Mr Khumalo required clarification on Slide 10: "Clarify that if department does not adhere to time frames in grievance procedure of the Public Service Commission, employees may refer dispute to bargaining council or institute court proceedings". He asked if was "must" or "may" and if the answer was "may" did it then imply that the employee can also use the common law route.

Adv Van Schoor stated that the employee could decide which route they chose to take and it was supposed to be "may".

Presentation on South African Police Services submission
Adv Van Schoor explained that SAPS had brought concerns with the regard to Bill to the DPSA. The SAPS was chiefly concerned about the power of the Minister and the proposed employment practices. They had had a few bilateral meetings with them. SAPS had an initial concern that the Department of Public Services and Administration would have the power to enforce employment practices (see document).

Mr M Sikakane (ANC) wanted to know the present situation.

Adv Van Schoor replied that the police could raise their own salaries via collective bargaining.

Mr Sikakane wondered what problem the police had previously when they were complaining about the lower salaries.

Mr Baloyi stated that the involvement of the sector minister would allow for the uniqueness of each decision and would have to take the different circumstances into account.

Adv Van Schoor stated that she should not say for sure but that usually the budget played quite a big role in salaries and raises.

Mr Boloyi then asked about the ministerial determination.

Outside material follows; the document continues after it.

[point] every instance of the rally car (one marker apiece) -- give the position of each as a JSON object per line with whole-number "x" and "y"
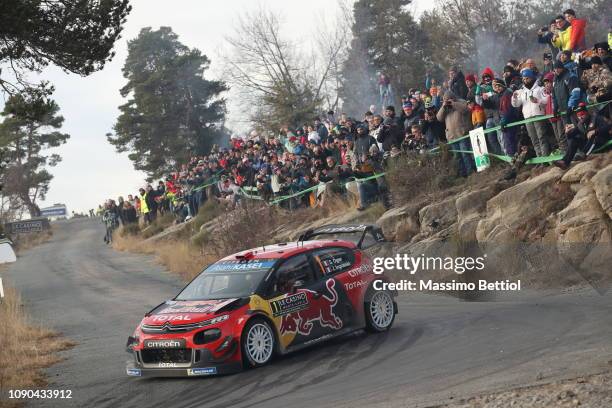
{"x": 242, "y": 310}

Adv Van Schoor clarified that the determination would still be made by the Minister but there had to have been the concurrence of the Portfolio Committee.

Ms L Maloney (ANC) asked about bonuses if salaries would then be uniform.

Adv Van Schoor stated that bonuses were supposed to be covered by the term ‘pay incentives’.

Presentation on the North West Premier matters
Mr A Mulaundzi (Director of Legal Services: DPSA) explained that there had been concerns with regard to government agencies and accountability, namely the head of department. The Bill did not provide a review for sanctions.  Regarding the disciplinary process, the new department employing that person should be able to continue with the disciplinary process. The head of department should be able to give it to the premier and not just refer all grievances to the Public Service Commission.

Mr Gomomo wanted to know if the person who had a grievance had the right to raise the grievance with the person who caused it, since he did not believe in shifting the problem.

Mr Mulaudzi said it was an enabling provision.

Ms Maloney cautioned that the Public Service Commission was not a ceiling and that other institutions can be consulted.

The Acting Chairperson thanked all the participating stakeholders and the department and adjourned the meeting.